Looking for home on 3000 square meters of sand...
Like many people these days, I’m frustrated and sad. I’m also lucky enough to be bored. But I’m too lazy to exercise, too unfocussed to read (or write the novel I imagine I should be writing), too antsy for yet more mindless scrolling.
What I really want is to exert some physical control over this nebulous state. When will it end? Will there ever be school again?
My plan was to have O reading or working in his math book while I did yard work. But he only wants to play a game on my phone. It’s called Plants vs. Zombies and I say no again. He wails I hate you, you’re so unfair and I go to the garage to get the rake.
Soon the full dimension of the undertaking becomes apparent. This can’t be the way you do it, can it? Actually rake every single individual leaf?
A blister begins to form between my thumb and forefinger. Sandy soil settles into my boots. My thoughts lift and swirl as I surrender to the monotony.Soon I’m thinking of A, my BFF for nearly 48 years. She always had to rake or mow her parents’ vast back yard before she was allowed to go out. She complained about it at the time but I suspect she might have secretly enjoyed it.
A lives in Ireland now, where she and her husband run what I would call a gardening empire. As if by magic a text arrives from her.
How goes it?
Just thinking of you. Raking!
Haha.
What’s your technique? Small piles or big piles?
Have to figure that one out for yourself.

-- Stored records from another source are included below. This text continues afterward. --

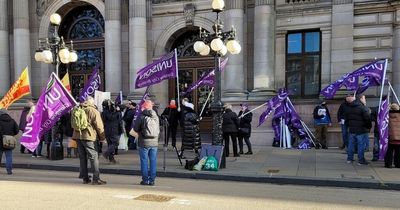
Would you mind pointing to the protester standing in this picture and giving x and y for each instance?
(128, 118)
(172, 115)
(322, 119)
(112, 117)
(394, 137)
(359, 122)
(230, 127)
(8, 126)
(147, 128)
(245, 118)
(86, 139)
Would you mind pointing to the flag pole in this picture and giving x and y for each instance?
(383, 83)
(177, 80)
(205, 103)
(394, 93)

I can’t seem to figure anything out. O is driving me crazy,
only wants to play games on my phone.
Teach him how to build a leaf house.
A what?
You don’t remember??
Then I do.
A and I wear patched corduroys and striped turtlenecks. Everything is rust colored and faded because this is a memory of autumn in the 1970’s. My parents are still married. I still live a block away from A, in the house with the cherry tree. We are five or six.
There are crushed leaves in our tangled hair. Using our hands, we form lines from the piles of garden debris my dad has raked. These lines are the walls of houses. We are making blueprints, envisioning the future.
My dad is annoyed because he will have to rake it all up again, but we don’t worry about dead leaves. They don’t smell like the past. Not yet.O yanks me back to the present with more begging. I finally give up and let him play Plants vs. Zombies, failing at home schooling yet again.
The wind is picking up, scattering the leaves as I attempt to shovel them into the wheelbarrow. And the trees are all budding with new growth now, but soon enough more leaves will drop. It’s nature, after all; how can I expect to win?
The futility of my action is obvious, but it gives me a sense of purpose anyway. And at least for today, I’ve given up on the illusion of control.